O desembargador federal Carlos Moreira Alves, do TRF 1 (Tribunal Regional Federal da 1ª Região), derrubou na quarta-feira (12) a limitar que suspendia o corte de R$ 5,7 bilhões promovido pelo governo Bolsonaro na Educação. Na decisão, Moreira Alves argumentou que o retorno das verbas à Educação pode “impor, a um só tempo, grave lesão à ordem e à economia públicas”.

A suspensão dos cortes foi determinada na semana passada pela juíza Renata Almeida de Moura, da 7ª Vara Federal, em Salvador, que atendeu a uma ação do Diretório Central dos Estudantes da Universidade de Brasília (UnB).
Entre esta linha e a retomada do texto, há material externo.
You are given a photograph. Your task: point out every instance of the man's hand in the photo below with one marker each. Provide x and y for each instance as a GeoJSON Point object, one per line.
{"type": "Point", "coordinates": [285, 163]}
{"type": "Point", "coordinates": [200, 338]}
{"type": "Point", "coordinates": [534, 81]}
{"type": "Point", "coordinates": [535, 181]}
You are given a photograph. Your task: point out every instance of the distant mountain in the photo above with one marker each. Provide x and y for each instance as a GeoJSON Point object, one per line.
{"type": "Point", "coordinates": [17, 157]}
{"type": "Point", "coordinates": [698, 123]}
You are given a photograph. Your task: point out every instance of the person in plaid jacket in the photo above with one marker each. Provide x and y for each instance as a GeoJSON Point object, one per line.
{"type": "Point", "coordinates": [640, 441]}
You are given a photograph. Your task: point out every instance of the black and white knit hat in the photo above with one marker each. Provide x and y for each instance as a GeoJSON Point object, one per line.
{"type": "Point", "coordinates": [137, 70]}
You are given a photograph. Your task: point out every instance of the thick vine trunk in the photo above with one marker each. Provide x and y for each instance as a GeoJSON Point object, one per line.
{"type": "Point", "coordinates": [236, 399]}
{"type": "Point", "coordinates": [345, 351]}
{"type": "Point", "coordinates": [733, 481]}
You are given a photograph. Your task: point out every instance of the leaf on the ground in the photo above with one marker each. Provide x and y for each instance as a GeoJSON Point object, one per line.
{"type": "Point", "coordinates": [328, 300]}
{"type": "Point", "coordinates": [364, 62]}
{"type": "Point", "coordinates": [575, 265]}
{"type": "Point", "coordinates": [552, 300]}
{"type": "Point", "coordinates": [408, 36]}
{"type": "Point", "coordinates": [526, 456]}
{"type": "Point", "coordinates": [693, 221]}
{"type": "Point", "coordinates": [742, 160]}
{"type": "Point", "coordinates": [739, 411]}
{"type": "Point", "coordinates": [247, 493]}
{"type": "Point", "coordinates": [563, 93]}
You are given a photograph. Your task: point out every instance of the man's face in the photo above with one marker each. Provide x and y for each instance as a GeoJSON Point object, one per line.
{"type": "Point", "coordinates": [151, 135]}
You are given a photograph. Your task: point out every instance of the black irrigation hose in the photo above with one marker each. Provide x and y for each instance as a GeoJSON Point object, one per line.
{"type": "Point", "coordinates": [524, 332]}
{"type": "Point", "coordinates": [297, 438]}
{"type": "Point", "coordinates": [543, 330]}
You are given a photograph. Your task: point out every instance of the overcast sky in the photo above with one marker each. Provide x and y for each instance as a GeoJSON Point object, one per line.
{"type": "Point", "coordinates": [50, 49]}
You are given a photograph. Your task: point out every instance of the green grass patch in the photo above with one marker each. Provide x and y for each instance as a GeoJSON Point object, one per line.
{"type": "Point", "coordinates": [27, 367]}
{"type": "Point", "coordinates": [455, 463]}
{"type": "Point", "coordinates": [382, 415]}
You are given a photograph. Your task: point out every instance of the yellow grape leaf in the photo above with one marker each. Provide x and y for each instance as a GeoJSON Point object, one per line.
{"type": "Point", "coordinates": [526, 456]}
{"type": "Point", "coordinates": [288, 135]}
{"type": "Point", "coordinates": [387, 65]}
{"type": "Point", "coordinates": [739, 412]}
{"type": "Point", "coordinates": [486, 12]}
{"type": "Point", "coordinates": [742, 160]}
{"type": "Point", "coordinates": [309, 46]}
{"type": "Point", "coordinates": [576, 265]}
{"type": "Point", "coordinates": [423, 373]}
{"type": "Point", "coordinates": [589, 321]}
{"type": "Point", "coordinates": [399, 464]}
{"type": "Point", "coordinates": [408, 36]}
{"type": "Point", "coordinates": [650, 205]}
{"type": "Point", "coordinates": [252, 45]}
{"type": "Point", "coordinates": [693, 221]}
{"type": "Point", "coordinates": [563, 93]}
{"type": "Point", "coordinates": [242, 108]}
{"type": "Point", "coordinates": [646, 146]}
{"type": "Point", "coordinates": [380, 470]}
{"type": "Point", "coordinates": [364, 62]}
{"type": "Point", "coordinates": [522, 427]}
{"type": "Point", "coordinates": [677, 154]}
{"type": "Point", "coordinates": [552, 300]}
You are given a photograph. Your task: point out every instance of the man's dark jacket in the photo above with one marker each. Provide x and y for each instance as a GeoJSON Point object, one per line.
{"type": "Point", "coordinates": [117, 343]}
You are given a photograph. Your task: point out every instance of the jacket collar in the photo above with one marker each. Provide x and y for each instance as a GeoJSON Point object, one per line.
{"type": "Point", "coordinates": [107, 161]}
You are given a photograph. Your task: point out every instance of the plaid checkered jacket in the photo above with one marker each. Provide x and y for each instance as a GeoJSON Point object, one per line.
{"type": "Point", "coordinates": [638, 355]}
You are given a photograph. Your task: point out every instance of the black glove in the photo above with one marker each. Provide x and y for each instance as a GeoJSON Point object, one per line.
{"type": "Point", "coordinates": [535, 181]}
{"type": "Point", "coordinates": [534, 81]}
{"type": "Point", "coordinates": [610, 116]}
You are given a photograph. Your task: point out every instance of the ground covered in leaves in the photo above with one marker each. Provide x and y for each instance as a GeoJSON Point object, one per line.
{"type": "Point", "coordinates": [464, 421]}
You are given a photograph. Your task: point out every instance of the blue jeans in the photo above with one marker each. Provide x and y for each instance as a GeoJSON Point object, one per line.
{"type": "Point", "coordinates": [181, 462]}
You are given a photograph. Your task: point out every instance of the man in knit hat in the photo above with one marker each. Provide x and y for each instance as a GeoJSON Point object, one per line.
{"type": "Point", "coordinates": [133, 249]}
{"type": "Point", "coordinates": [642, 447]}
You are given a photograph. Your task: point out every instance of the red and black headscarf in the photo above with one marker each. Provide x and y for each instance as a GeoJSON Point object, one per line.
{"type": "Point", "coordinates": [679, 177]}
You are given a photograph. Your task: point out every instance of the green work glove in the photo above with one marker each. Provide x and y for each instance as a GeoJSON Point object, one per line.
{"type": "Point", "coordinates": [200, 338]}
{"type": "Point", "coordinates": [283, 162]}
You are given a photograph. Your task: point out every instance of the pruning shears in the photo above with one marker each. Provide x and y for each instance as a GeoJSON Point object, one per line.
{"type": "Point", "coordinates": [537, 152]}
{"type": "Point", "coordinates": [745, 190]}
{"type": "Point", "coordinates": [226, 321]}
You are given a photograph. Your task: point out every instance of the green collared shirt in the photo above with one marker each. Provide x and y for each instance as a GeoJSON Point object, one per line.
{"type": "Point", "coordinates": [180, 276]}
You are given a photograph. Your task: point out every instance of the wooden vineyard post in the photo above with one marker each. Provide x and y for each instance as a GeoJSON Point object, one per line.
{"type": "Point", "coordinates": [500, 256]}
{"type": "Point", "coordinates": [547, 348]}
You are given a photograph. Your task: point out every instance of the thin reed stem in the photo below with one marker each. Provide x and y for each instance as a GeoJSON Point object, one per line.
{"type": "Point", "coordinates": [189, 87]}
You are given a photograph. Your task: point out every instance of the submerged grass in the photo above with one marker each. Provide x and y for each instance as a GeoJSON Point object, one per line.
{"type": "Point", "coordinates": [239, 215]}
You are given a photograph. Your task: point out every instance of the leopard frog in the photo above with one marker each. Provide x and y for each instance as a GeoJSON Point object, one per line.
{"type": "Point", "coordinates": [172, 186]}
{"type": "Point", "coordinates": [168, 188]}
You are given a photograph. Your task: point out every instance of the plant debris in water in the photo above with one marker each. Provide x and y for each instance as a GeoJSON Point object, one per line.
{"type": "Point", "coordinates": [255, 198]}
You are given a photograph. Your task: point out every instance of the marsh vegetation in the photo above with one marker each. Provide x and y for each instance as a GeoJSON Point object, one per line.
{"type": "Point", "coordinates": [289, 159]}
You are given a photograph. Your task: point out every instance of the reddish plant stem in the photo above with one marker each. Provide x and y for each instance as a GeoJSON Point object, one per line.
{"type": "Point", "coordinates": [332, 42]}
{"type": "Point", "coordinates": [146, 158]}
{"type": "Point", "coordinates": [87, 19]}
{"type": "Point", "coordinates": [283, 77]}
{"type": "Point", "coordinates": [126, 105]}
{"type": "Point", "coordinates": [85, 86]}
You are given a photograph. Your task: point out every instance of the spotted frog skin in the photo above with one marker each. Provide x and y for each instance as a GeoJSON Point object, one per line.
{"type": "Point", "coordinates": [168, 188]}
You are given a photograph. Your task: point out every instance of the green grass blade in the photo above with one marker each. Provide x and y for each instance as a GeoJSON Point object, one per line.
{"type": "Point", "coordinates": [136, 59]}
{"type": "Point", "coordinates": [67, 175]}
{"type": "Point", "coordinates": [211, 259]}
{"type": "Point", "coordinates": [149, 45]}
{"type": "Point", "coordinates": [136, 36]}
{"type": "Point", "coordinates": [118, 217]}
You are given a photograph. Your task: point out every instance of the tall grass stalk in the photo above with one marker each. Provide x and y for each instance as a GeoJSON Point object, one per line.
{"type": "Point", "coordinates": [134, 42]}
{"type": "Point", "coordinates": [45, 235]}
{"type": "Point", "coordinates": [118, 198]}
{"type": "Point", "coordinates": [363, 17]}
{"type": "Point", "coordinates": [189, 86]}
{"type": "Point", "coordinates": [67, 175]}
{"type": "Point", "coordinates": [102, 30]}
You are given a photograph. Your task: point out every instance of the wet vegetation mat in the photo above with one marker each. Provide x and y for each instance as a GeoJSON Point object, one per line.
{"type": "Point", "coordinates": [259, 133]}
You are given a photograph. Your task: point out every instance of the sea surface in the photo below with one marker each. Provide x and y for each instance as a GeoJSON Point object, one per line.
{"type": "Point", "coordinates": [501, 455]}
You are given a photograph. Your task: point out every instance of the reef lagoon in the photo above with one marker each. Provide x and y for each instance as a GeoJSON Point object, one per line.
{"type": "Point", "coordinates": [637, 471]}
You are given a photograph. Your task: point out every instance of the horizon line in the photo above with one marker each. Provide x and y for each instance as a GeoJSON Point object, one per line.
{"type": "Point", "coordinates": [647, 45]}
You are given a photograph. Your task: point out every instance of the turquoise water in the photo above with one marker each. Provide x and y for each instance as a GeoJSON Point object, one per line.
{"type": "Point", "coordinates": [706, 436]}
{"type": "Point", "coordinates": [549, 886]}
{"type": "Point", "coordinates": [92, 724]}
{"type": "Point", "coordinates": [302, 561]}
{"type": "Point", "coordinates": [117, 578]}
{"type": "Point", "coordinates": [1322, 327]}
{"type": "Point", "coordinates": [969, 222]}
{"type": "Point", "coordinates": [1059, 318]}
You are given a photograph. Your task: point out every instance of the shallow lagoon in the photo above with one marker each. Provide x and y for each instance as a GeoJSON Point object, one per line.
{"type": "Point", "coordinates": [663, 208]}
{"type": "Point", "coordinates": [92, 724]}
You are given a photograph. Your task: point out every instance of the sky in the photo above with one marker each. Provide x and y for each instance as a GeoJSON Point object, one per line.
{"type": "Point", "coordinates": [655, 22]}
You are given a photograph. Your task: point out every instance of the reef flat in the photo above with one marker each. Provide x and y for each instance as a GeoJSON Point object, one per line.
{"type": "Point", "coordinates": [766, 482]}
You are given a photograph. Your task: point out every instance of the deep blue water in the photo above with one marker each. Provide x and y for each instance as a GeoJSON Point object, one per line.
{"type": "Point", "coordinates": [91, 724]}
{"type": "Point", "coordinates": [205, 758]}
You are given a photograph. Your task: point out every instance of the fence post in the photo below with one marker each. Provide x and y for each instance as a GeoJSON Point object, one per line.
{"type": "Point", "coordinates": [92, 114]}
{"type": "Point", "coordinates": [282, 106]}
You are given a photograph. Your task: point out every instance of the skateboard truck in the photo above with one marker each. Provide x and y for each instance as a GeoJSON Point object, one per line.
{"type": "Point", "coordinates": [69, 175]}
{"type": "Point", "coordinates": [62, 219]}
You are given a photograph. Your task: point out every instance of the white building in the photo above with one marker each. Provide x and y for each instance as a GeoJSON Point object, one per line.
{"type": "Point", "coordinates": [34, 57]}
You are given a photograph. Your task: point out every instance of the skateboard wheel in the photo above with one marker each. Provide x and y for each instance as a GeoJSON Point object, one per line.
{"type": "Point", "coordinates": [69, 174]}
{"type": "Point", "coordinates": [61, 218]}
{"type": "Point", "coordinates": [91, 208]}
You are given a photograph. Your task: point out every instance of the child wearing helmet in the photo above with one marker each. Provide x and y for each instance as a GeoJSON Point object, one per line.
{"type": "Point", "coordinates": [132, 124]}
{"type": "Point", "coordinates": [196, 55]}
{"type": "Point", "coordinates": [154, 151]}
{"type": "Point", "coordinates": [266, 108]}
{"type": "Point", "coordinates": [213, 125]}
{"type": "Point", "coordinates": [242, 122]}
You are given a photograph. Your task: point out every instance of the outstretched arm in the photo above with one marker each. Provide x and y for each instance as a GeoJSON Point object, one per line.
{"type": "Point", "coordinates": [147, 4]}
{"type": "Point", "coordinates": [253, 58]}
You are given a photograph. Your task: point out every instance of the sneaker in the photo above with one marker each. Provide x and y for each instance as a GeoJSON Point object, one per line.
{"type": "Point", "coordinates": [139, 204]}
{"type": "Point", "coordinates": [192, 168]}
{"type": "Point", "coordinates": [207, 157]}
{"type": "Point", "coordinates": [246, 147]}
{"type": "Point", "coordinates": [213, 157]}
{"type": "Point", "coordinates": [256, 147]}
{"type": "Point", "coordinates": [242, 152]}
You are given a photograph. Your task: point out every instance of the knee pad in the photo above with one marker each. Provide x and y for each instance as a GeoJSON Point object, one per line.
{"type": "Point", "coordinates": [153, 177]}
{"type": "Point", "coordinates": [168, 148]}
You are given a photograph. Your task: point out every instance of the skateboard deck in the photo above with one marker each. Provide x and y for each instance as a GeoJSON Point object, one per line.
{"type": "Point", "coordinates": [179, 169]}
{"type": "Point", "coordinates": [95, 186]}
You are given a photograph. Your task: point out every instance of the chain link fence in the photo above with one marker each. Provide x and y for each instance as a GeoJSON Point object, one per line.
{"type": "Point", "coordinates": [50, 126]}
O mérito da ação ainda não foi julgado.

De acordo com o Ministério da Educação, a liminar, se continuasse em vigor, levaria a um desembolso imediato de R$ 1 bilhão, o que, na justificativa do desembargador, “inevitavelmente” interferiria nas contas da pasta.

O bloqueio das verbas, que prejudica sobretudo o funcionamento de universidades e institutos federais, deu origem aos primeiros protestos de massa contra Bolsonaro, levando milhões de estudantes, professores e trabalhadores às ruas de todo o país nos dias 15 e 30 de maio.

A pauta da Educação também está presente na chamada da Greve Geral prevista para esta sexta-feira (14).